Stuck on an issue?

Lightrun Answers was designed to reduce the constant googling that comes with debugging 3rd party libraries. It collects links to all the places you might be looking at while hunting down a tough bug.

And, if you’re still stuck at the end, we’re happy to hop on a call to see how we can help out.

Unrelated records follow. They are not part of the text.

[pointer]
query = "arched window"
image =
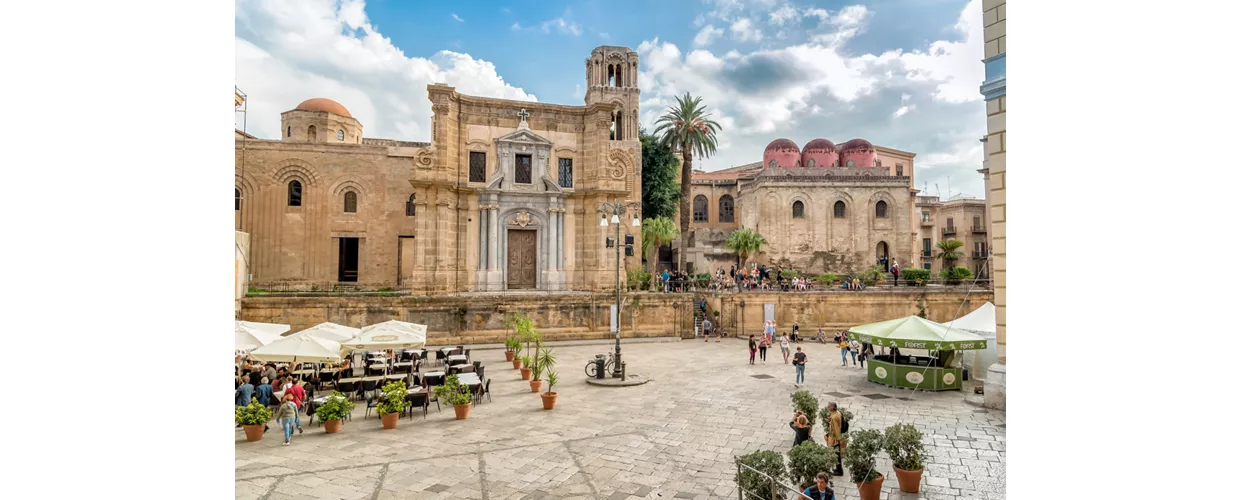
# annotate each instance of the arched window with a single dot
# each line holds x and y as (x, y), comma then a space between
(350, 202)
(294, 194)
(699, 209)
(726, 209)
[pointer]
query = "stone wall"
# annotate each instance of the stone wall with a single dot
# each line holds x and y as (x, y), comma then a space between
(479, 318)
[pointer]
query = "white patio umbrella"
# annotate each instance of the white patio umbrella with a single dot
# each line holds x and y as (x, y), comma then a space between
(248, 336)
(330, 331)
(299, 349)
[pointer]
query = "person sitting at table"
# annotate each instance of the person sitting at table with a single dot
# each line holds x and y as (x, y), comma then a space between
(263, 392)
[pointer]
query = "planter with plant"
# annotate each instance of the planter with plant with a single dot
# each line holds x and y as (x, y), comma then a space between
(807, 459)
(805, 402)
(332, 411)
(252, 418)
(549, 397)
(859, 458)
(456, 395)
(754, 484)
(903, 444)
(392, 403)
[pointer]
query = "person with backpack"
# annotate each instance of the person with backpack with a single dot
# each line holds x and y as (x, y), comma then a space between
(836, 427)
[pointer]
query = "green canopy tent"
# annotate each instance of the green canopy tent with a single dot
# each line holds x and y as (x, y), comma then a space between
(915, 371)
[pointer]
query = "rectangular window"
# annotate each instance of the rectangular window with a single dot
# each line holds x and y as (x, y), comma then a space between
(525, 169)
(566, 173)
(476, 166)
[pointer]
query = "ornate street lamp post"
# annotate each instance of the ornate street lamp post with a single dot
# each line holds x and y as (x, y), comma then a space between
(615, 210)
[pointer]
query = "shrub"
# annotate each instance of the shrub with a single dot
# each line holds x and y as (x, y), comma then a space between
(903, 443)
(335, 408)
(755, 485)
(393, 398)
(861, 453)
(807, 459)
(955, 274)
(253, 413)
(453, 392)
(913, 274)
(806, 403)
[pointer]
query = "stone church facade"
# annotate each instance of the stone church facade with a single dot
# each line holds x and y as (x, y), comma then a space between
(504, 196)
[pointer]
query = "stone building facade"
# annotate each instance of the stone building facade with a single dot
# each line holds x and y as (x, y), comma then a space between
(821, 209)
(504, 196)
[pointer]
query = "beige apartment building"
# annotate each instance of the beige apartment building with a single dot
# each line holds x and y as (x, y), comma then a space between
(505, 195)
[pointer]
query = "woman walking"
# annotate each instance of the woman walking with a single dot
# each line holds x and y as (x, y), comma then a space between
(288, 415)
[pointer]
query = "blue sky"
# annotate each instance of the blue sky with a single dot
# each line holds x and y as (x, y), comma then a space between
(903, 73)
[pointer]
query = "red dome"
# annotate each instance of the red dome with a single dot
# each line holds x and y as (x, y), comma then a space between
(856, 144)
(783, 145)
(817, 145)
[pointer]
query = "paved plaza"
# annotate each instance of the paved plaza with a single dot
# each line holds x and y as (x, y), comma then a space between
(672, 438)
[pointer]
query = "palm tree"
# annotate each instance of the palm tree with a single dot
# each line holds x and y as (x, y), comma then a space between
(947, 251)
(656, 232)
(686, 128)
(745, 242)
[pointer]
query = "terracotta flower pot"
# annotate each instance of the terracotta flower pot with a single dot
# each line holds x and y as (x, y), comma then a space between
(389, 419)
(910, 480)
(871, 490)
(253, 432)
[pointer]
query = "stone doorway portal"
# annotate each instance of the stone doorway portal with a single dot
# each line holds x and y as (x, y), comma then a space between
(522, 259)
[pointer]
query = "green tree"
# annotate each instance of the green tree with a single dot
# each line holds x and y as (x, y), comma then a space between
(745, 242)
(659, 169)
(947, 251)
(687, 129)
(656, 232)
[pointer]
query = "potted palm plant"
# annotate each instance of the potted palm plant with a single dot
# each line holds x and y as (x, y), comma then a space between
(334, 411)
(456, 395)
(252, 418)
(903, 444)
(549, 397)
(859, 459)
(393, 403)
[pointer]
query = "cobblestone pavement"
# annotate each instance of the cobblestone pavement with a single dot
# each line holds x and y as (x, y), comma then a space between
(673, 437)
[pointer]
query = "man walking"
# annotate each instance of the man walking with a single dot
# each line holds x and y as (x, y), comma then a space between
(835, 427)
(799, 360)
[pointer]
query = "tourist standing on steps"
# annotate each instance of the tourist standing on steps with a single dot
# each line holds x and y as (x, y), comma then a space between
(799, 360)
(287, 416)
(835, 427)
(820, 489)
(784, 348)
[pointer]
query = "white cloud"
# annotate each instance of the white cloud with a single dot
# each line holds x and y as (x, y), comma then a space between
(707, 35)
(784, 14)
(288, 51)
(744, 31)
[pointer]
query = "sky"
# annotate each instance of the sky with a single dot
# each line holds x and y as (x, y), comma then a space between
(900, 73)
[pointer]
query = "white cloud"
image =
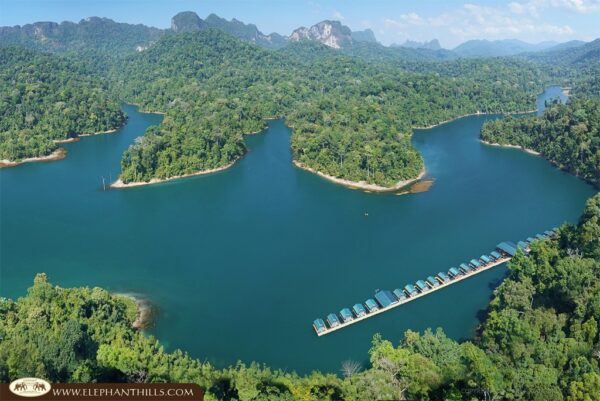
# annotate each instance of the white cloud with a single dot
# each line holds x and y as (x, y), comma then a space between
(338, 15)
(412, 18)
(532, 6)
(518, 19)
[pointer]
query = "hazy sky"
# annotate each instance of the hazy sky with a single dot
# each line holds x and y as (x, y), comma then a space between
(451, 21)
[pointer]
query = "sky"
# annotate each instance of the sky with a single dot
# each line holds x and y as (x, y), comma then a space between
(393, 21)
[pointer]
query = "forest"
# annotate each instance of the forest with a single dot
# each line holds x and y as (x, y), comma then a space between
(44, 99)
(539, 341)
(567, 135)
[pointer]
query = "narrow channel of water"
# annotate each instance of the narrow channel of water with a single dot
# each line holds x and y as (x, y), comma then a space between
(241, 262)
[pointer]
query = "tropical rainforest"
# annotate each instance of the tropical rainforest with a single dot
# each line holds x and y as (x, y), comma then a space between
(352, 114)
(568, 135)
(45, 99)
(539, 341)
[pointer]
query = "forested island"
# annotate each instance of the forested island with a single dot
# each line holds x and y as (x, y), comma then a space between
(352, 111)
(567, 135)
(46, 99)
(538, 341)
(351, 119)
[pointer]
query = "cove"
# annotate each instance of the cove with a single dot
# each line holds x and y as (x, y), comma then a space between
(240, 262)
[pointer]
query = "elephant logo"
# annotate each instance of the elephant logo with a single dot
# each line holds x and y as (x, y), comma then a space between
(29, 387)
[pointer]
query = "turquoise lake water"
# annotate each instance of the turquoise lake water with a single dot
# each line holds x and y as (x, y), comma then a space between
(240, 262)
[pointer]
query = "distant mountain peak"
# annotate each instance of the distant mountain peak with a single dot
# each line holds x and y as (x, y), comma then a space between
(330, 33)
(189, 21)
(186, 21)
(433, 44)
(364, 36)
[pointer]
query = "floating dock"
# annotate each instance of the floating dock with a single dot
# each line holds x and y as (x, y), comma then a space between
(385, 300)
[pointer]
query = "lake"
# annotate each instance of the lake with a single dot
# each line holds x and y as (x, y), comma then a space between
(240, 262)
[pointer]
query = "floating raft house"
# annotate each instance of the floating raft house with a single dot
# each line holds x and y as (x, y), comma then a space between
(385, 300)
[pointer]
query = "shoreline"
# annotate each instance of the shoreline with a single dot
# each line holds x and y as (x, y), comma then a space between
(118, 184)
(362, 185)
(58, 154)
(530, 151)
(479, 113)
(144, 310)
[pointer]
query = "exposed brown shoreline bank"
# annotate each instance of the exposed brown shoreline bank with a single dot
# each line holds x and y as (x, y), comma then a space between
(144, 310)
(58, 154)
(121, 185)
(479, 113)
(363, 185)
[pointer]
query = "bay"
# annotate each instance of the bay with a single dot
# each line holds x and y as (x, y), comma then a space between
(240, 262)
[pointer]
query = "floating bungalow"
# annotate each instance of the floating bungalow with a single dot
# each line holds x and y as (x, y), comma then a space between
(332, 320)
(398, 293)
(465, 268)
(371, 305)
(359, 310)
(496, 255)
(507, 248)
(410, 290)
(421, 286)
(385, 299)
(319, 326)
(443, 277)
(432, 282)
(346, 315)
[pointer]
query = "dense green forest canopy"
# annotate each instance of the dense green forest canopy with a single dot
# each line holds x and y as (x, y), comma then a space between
(44, 99)
(568, 135)
(539, 341)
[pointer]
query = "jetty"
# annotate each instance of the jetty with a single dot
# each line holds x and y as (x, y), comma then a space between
(385, 300)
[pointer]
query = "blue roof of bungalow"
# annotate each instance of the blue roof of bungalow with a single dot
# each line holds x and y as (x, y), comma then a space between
(346, 314)
(508, 247)
(443, 276)
(410, 288)
(319, 325)
(371, 304)
(421, 285)
(359, 309)
(385, 298)
(332, 319)
(496, 254)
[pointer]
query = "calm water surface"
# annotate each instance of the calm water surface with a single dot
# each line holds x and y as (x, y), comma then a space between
(239, 263)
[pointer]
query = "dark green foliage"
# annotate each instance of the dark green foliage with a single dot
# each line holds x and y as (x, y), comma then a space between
(568, 135)
(351, 118)
(45, 99)
(539, 341)
(97, 34)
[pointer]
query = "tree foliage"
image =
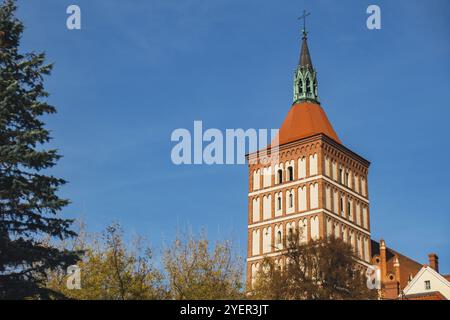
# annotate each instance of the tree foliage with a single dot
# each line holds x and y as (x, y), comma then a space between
(29, 203)
(322, 269)
(190, 268)
(110, 270)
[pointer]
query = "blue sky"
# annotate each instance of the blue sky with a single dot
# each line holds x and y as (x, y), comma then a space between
(140, 69)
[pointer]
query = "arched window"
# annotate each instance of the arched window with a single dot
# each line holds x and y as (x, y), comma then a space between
(290, 234)
(290, 173)
(280, 176)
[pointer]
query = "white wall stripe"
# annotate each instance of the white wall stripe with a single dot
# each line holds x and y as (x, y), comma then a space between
(307, 213)
(303, 181)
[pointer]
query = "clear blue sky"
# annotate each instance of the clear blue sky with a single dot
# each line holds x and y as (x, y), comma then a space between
(140, 69)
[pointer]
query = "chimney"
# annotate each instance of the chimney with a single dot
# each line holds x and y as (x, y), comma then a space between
(434, 261)
(383, 259)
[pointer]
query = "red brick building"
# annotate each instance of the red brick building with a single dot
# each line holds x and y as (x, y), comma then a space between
(312, 182)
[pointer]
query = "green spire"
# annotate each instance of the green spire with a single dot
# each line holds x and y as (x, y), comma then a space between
(305, 77)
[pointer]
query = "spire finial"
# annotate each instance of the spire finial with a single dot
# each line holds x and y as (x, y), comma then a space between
(305, 77)
(303, 17)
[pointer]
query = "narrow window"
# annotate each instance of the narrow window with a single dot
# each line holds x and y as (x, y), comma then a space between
(280, 176)
(290, 173)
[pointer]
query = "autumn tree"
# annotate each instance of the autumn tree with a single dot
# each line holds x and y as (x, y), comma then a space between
(322, 269)
(111, 270)
(197, 270)
(29, 201)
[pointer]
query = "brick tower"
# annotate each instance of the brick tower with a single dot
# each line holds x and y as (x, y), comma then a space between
(315, 185)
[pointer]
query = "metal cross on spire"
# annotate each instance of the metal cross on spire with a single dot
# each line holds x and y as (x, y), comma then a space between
(305, 14)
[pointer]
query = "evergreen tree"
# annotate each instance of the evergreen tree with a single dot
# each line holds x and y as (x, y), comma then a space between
(29, 203)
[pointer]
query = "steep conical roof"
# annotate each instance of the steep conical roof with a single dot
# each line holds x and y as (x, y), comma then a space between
(304, 120)
(305, 58)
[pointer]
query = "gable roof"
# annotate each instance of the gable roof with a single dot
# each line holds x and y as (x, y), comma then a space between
(426, 269)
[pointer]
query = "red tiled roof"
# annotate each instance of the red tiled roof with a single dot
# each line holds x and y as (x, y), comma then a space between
(435, 295)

cannot analyze ` ̄ ̄` with japanese models

See original GitHub issue

How to reproduce the behaviour

When I tried the following very small script

import spacy
nlp = spacy.load('ja_core_news_sm')
nlp(' ̄ ̄')

I got the following error

>>> nlp(' ̄ ̄')
nlp(' ̄ ̄')
Traceback (most recent call last):
  File "/usr/local/lib/python3.7/site-packages/spacy/lang/ja/__init__.py", line 106, in get_dtokens_and_spaces
    word_start = text[text_pos:].index(word)
ValueError: substring not found

During handling of the above exception, another exception occurred:

Traceback (most recent call last):
  File "<stdin>", line 1, in <module>
  File "/usr/local/lib/python3.7/site-packages/spacy/language.py", line 441, in __call__
    doc = self.make_doc(text)
  File "/usr/local/lib/python3.7/site-packages/spacy/lang/ja/__init__.py", line 281, in make_doc
    return self.tokenizer(text)
  File "/usr/local/lib/python3.7/site-packages/spacy/lang/ja/__init__.py", line 145, in __call__
    dtokens, spaces = get_dtokens_and_spaces(dtokens, text)
  File "/usr/local/lib/python3.7/site-packages/spacy/lang/ja/__init__.py", line 108, in get_dtokens_and_spaces
    raise ValueError(Errors.E194.format(text=text, words=words))
ValueError: [E194] Unable to aligned mismatched text ' ̄ ̄' and words '[' ', '̄', ' ̄']'.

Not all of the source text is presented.